Now SonicWall, acquired by Dell as recently as 2012, is relaunching as an independent company with new leadership and ambitious plans for growth.
SonicWall is a network security provider, offering network firewalls, Unified Threat Management, VPNs, backup and recovery, and anti-spam for email. The company is the North American market share leader in the small and midsized enterprise Internet Security Appliance market.
Heading up the independent company is President and CEO Bill Conner, a veteran of tech and cyber security companies including AT&T, Nortel, and more recently, encrypted communications firm Silent Circle.
Florian Malecki, International Product Marketing Director, SonicWall, tells CBR that the new company will be “more agile, flexible, quick to respond to market developments.”
He cites this agility, as well as the opportunity to be led by a CEO from the security industry, as major benefits from becoming an independent company.
However, Malecki says that the time in Dell has been transformational for the company.
“Dell has helped with brand recognition,” Malecki says, saying that both sides have benefited as some Dell customers became SonicWall customers and vice versa.
The headline figure here is that the number of new partners offering SonicWall’s solutions grew by 20 percent in the last year.
Aside from the introduction to customers, Malecki cites the R&D investment of Dell as important to the company’s growth.

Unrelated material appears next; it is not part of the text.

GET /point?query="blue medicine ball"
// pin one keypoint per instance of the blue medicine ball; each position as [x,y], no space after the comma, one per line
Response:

He says that new owner Francisco Partner
s understands this as it has a number of similar companies under management.
The cord is not being cut completely; Dell will continue to resell SonicWall products, as it did before the acquisition.
“We have been working with Dell for at least ten years,” says Malecki.
So where will this agility take the company? The company is launching a new partner programme, SecureFirst, active from February, which will reward partners for dealing with SonicWall products. For example, there may be discounts for providing support to customers.
SonicWall will finalise the criteria for this in the coming weeks, ready for 1 February 2016. Until the end of the quarter SonicWall will remain on the Dell partner programme, but will aim to move partners onto SecureFirst.
In terms of growth, the company wants to expand its success in the firewall market beyond the SMB sector which it has been most successful in.
There are four key vertical markets that the company is focusing on as a vendor: retail, education, healthcare and public sector.
For Malecki, there is a sense of gravity to independence, coming as it does on the 25th anniversary of the company’s launch.
“We wouldn’t have survived for 25 years without making the right investments,” he says.